AppleTrees at Éragny, Autumn
Camille Pissarro·1892
Historical Context
Apple Trees at Éragny, Autumn at the Von der Heydt Museum in Wuppertal, painted in 1892, belongs to the long series of apple orchard paintings Pissarro produced at his Norman home across all seasons. By 1892 he had been living in Éragny for eight years and the apple orchards around the village were among his most intimately known subjects — he had painted them in blossom, in summer leaf, in the apple-bearing abundance of early autumn, and stripped bare in winter. The Von der Heydt Museum, which houses the Wuppertal art collections in the building that once served as the city's cultural centre, holds this autumn canvas as part of its significant French nineteenth-century collection. The autumn orchard offered Pissarro a complex palette challenge: the turning leaves in their multiple transitional states between green and yellow, gold and russet, the hanging apples in red and gold, the remaining green of those not yet ripe — all requiring careful chromatic discrimination within the warm range of autumn colour rather than the more varied summer palette.
Technical Analysis
Autumn foliage in apple trees required Pissarro to orchestrate a complex mixture of warm and cool colours within individual trees: yellows and russets for turning leaves, residual greens for persistent ones, and the warm orange-red of ripe fruit.
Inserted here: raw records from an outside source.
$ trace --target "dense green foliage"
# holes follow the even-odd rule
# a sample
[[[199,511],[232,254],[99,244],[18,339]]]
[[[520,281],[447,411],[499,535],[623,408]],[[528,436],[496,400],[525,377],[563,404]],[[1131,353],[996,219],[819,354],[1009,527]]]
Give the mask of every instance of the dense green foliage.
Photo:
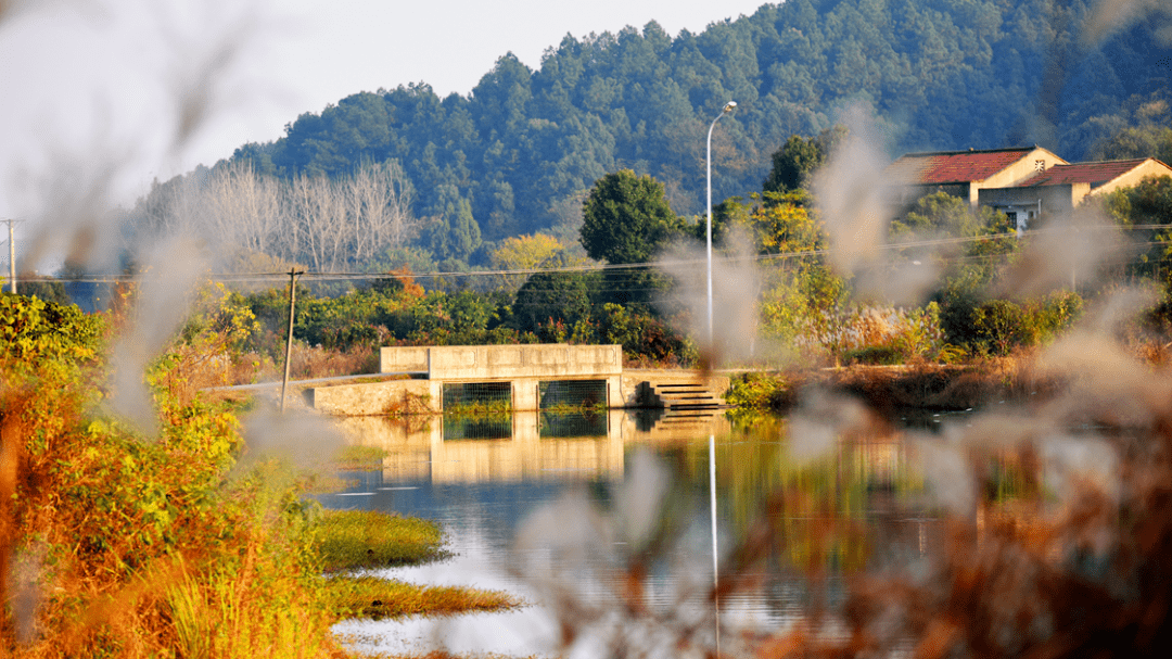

His brushwork remains characteristically broken and varied, giving the canopy a sense of living movement.
Look Closer
- ◆Autumn foliage shows three color zones — remaining green, turning yellow, and bare branches.
- ◆Heavy fruit weighs down individual branches — the physical burden of ripeness made visible.
- ◆Pissarro places the horizon very low, making the apple tree crowns fill almost the entire canvas.
- ◆A low stone wall in the lower left grounds the orchard in the geography of Éragny.